At the stroke of midnight in Seoul, South Korea, on Saturday (11 a.m. Eastern Friday), North Korea continued its goodwill with its southern rival by adjusting its clocks 30 minutes forward to be in the same time zone.
Another sign of the rapprochement will come next week, when a team from the UN’s International Civil Aviation Organization will travel to North Korea to discuss a proposal to start an air route between its capital, Pyongyang, and the city of Incheon in South Korea, according to Anthony Philbin, the agency’s communications chief.
South Korean aviation officials are still weighing the proposal, which was requested by North Korea in February, Philbin said.
ICAO Asia and Pacific Regional Director Arun Mishra will travel to North Korea with the director of the agency’s air navigation bureau, Stephen Creamer, to open discussion on air navigation and safety issues.
The heads of North and South Korea last month signed the Panmunjom Declaration for Peace, Prosperity and Unification on the Korean Peninsula during the first meeting between leaders of the two countries in 10 years. They committed themselves to the complete denuclearization of the Korean Peninsula and pledged to bring a formal end to the Korean War, 65 years after hostilities ceased.

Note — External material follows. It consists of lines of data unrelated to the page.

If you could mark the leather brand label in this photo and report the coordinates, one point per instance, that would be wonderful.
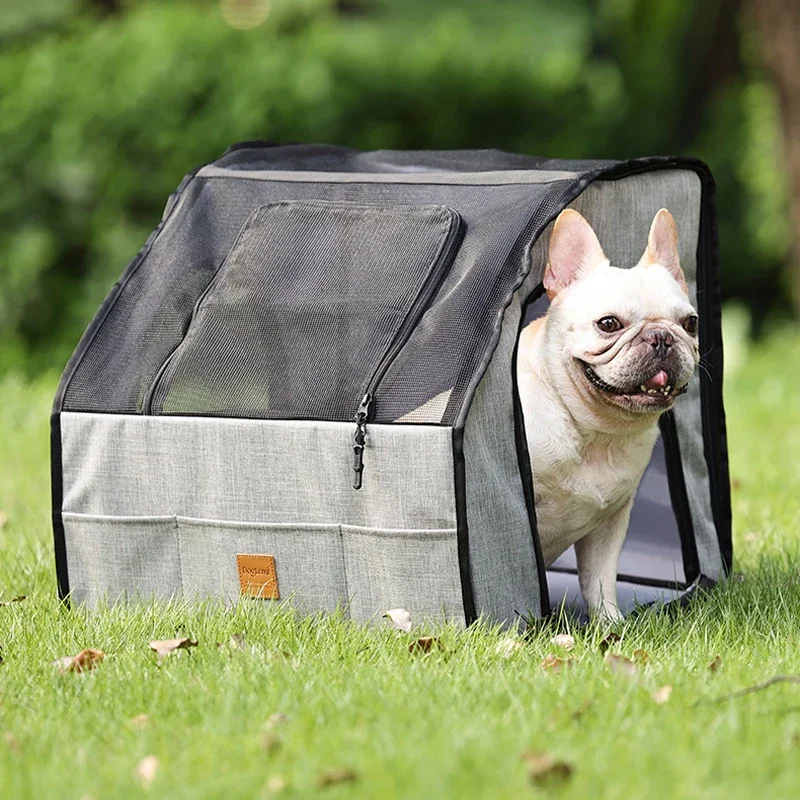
(257, 576)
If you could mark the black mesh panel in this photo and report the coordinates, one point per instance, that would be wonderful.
(305, 309)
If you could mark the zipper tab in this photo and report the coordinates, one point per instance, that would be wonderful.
(359, 438)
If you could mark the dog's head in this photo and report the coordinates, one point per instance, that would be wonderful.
(627, 337)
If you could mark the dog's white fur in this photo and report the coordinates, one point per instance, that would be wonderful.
(588, 448)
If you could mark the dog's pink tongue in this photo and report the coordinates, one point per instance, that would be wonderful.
(658, 381)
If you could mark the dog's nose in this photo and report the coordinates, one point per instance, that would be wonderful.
(659, 339)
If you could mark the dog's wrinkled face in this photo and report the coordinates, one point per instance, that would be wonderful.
(628, 337)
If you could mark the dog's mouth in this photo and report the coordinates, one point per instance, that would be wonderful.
(659, 390)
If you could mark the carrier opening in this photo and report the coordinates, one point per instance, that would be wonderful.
(658, 563)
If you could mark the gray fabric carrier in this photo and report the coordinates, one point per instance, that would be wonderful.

In 2015, North Korea set its clocks back by 30 minutes to “Pyongyang time” on August 15 — the 70th anniversary of liberation from Japan, KCNA reported then.
Time was reset as it was before Japanese colonization.
“The wicked Japanese imperialists committed such unpardonable crimes as depriving Korea of even its standard time,” the state news agency reported.
North Koreans already have their own calendar. Instead of counting from the birth of Christ, they count from the birth of founding leader, Kim Il Sung. Kim was born in 1912.